Another time we were 13 and someone dared him to swallow an entire jawbreaker whole. He did, stupidly. He choked in the middle of a school assembly and the paramedics had to be called. But he was fine.

Whatever happened to him this time, he would be fine. I know it.

I will never forget the look on his parents face when I walked into that building. Its one of those things that no matter how much you try to forget, you can't. And in that moment, I knew. He wasn't fine. Not this time.

His mom walks over to me with her arms outstretched. "Jaelyn." She cries. She finds me and I collide against her.

She tried explaining what happened but I couldn't hear her. Grief was already surrounding me. I later learned he had been in an accident about a mile from the school, where I had been. He was trying to find me.

"No. No. No!" I repeated over and over through my tears. He couldn't be gone. Not Michael. He was indestructible. Always has been.

We stood there for a long time, me and Mrs. Clifford. Sharing our grief over Michael. Neither of us wanted to believe it. Or accept it. Eventually we had to break apart when people started flooding the hospital after hearing about what happened.

Everyone made the rounds.

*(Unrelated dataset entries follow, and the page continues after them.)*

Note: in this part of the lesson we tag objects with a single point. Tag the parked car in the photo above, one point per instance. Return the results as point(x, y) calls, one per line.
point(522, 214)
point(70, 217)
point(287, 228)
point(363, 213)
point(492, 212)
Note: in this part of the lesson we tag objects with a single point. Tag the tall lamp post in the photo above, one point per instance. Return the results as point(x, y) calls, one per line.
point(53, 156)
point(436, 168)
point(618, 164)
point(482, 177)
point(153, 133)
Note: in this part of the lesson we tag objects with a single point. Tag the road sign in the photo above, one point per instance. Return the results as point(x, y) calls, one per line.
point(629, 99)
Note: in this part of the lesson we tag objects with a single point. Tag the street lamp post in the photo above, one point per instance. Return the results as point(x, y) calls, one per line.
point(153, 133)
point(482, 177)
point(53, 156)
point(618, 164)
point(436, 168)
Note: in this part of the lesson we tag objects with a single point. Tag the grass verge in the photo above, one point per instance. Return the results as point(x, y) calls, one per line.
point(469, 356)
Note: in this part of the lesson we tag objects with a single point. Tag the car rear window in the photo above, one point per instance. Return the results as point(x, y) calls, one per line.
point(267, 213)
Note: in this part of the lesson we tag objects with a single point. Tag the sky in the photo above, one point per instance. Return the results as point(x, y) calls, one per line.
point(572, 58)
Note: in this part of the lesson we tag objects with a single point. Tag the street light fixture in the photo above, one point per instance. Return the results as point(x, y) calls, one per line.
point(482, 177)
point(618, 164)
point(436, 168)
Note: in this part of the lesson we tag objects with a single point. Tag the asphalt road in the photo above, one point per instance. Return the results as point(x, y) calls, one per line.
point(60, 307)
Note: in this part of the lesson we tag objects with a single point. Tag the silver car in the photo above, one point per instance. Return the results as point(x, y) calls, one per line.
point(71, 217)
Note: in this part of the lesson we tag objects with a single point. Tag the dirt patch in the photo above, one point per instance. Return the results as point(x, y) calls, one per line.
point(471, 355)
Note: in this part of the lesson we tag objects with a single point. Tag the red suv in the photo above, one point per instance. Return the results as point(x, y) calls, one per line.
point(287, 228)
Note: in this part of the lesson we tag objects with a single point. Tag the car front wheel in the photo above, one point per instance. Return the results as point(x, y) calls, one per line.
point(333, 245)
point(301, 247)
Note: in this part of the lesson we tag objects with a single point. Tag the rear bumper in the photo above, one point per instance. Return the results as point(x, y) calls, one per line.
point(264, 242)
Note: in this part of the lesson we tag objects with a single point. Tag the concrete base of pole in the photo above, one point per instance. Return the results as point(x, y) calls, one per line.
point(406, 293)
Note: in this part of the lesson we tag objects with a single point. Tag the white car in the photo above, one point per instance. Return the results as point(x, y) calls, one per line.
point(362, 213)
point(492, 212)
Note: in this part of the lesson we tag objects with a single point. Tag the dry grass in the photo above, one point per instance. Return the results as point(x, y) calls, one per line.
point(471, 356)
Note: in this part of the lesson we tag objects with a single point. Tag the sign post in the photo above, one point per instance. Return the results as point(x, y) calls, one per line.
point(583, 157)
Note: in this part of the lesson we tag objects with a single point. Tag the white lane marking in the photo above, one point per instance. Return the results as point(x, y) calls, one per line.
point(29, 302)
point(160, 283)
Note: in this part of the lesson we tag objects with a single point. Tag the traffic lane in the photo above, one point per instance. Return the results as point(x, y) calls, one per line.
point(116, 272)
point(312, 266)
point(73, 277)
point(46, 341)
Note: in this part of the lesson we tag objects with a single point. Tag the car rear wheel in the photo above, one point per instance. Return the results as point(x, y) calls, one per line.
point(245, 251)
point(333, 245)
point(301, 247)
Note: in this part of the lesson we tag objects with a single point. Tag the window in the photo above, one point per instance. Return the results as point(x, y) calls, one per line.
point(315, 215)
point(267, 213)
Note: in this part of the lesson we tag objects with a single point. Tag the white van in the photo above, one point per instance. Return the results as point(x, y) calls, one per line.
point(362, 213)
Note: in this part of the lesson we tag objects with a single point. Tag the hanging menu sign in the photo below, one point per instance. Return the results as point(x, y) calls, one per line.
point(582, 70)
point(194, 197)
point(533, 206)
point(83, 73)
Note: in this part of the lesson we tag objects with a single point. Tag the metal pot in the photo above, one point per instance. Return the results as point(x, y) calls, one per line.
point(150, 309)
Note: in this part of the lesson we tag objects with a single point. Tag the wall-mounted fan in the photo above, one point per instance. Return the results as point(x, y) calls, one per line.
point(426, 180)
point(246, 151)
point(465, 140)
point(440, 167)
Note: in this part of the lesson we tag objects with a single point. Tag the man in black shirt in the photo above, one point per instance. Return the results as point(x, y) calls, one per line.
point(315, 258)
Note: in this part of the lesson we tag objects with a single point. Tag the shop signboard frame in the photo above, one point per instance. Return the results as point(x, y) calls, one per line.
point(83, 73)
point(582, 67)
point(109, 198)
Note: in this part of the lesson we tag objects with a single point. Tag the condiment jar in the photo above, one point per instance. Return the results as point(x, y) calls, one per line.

I saw Adley and Luke. Both of them devastated. Adley eyes were red and swollen from crying. You could tell Luke had shed a few tears, as much as he hated admitting it. I saw Calum come through. He gave me a hug but I felt so numb, I couldn't feel anything. Ashton had even come by to see me. I didn't think I'd want to see him but it made me feel a little better, if that was possible.

Ashton sat with me in the hospital waiting room all night long. I guess he knew I wasn't ready to be alone with the fact that Michael was gone. Or alone at all.

Michael's brother finally made it home from college and was sitting in the corner with his parents. If this hurt me so much, I can't imagine how they felt.

The grief I was feeling was suffocating. I felt like I couldn't breathe, like I would never be able to again. Michael was the biggest part of my life and now with him gone, there was a huge hole left behind.

After the first day, I didn't cry. I couldn't. Acceptance hadn't hit me yet. It felt like he was still here. Still joking around and doing stupid shit just to make people laugh.

But he wasn't. Not anymore. Not ever again. And once I realized that, the tears finally came.